Meeting with the employee on a regular basis for short periods of time will help create a sense of continuity and support that will make these goals much more achievable.
Agree on next steps
The need for collaboration continues throughout the performance management process. If the goals set jointly by the manager and the employee have not been met, it follows that both parties should be involved in determining the response. How the results of the performance management are written up, and what the next steps are should be discussed by the manager and the employee.
But that doesn't mean that managers should not take action when necessary. "Managers must hold the individual accountable for their performance and productivity," advises Baynton. "This may seem like 'tough-love' towards someone who is possibly ill, but in denial. In fact, it may be the impetus required for the person to gain insight into their difficulties and finally access the help they need."

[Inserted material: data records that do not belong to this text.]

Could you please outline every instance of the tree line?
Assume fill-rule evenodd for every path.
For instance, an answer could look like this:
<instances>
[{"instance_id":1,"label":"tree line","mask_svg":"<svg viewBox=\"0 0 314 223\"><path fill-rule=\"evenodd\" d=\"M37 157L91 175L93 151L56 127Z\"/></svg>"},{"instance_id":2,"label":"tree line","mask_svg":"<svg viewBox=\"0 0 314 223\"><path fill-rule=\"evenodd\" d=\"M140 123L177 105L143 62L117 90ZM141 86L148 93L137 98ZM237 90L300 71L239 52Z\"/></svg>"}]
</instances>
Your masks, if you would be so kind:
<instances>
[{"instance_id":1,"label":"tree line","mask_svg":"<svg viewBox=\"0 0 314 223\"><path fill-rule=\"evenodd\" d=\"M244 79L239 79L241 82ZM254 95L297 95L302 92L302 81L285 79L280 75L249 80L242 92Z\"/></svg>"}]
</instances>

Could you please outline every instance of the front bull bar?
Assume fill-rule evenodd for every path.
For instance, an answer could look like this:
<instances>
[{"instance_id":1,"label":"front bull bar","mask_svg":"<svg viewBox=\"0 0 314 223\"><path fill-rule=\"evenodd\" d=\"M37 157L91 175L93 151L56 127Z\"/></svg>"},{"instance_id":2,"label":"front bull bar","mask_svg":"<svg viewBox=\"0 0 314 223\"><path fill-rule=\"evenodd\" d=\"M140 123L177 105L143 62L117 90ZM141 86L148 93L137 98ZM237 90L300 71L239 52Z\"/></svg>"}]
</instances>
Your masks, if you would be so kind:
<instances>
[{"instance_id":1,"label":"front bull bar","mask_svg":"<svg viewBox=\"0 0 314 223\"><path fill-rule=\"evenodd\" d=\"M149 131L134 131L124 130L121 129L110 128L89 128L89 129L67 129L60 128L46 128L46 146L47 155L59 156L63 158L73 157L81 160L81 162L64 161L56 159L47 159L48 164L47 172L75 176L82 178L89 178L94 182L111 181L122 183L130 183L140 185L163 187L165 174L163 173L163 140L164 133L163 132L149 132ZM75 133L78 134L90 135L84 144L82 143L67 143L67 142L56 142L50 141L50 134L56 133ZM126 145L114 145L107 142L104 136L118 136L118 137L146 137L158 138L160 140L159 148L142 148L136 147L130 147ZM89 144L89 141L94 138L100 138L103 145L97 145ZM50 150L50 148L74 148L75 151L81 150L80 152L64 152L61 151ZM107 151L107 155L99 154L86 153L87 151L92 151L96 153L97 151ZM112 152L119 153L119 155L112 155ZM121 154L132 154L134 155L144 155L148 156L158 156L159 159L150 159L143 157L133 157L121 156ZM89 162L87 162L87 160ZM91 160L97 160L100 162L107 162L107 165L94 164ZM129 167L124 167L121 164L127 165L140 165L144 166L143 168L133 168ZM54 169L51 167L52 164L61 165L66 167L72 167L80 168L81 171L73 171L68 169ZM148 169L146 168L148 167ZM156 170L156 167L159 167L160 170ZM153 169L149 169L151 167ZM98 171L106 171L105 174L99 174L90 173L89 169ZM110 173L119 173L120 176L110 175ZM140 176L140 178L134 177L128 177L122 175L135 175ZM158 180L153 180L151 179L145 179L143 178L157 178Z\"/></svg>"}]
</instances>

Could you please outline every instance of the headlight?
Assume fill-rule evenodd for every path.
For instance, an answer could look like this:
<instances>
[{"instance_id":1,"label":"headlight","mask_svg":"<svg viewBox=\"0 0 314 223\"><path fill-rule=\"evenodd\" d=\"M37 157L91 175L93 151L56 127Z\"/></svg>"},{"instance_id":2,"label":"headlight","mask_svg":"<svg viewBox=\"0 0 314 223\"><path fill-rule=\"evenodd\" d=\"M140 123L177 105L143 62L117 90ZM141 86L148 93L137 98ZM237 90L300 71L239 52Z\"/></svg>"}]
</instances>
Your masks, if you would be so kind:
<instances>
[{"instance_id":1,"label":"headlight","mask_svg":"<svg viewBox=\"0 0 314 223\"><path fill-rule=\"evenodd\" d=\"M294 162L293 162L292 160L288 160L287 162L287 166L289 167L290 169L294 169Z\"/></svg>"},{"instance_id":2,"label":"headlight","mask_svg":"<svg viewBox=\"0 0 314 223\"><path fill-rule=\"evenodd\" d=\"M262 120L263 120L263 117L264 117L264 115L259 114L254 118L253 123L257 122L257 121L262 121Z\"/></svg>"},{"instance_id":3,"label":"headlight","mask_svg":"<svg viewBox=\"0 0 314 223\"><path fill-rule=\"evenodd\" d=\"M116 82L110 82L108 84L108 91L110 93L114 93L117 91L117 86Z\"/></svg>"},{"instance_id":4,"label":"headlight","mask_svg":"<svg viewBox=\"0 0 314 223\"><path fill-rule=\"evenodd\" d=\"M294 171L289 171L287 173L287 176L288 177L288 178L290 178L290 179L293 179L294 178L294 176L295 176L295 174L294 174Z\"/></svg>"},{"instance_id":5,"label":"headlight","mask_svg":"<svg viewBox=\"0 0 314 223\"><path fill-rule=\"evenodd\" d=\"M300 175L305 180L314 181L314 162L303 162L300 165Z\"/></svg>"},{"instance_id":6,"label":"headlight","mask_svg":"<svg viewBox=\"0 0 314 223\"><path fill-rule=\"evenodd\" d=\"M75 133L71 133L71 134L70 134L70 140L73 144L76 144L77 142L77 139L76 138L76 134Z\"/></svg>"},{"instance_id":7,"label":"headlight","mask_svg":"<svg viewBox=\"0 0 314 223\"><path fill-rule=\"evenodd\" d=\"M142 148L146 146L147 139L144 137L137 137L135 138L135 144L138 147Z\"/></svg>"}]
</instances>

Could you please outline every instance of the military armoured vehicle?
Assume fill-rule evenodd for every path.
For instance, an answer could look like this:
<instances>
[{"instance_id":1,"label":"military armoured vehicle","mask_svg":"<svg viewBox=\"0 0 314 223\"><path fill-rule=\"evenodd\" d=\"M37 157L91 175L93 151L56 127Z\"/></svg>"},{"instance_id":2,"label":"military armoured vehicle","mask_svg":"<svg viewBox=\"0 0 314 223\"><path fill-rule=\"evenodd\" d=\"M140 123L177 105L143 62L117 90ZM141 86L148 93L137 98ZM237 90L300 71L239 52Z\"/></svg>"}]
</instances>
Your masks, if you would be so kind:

The benefits to collaboration
While collaborating with employees when performance issues arise may seem difficult to managers, it actually makes the performance management process in all cases, and particularly where there are challenges such as mental health issues, much easier. Where the process has been truly collaborative, employees should recognize that the treatment they have received is fair. The potentially confrontational situation can be effectively diffused by clear, open dialogue.
"Getting your employees' 'buy-in' to a collaborative process makes performance management much easier," says Baynton. "This is true of every performance management process, but it's especially true when there may be mental heath concerns."
Collaborative performance management ensured that Baynton's business flourished, as did her high-achieving staff, including those who experienced mental illnesses while working there. "My goal with Mental Health Works is to ensure that managers can step right in to a situation fully prepared," says Baynton. "I was fortunate to be taught by my employees about how to successfully manage them through their mental health issues. They showed me how to support them and told me to expect competence from them, even when they were unwell. They shared with me how pity or having expectations lowered was damaging to them. My experience taught me a great deal - I'm thrilled to have the opportunity to pass it along to others."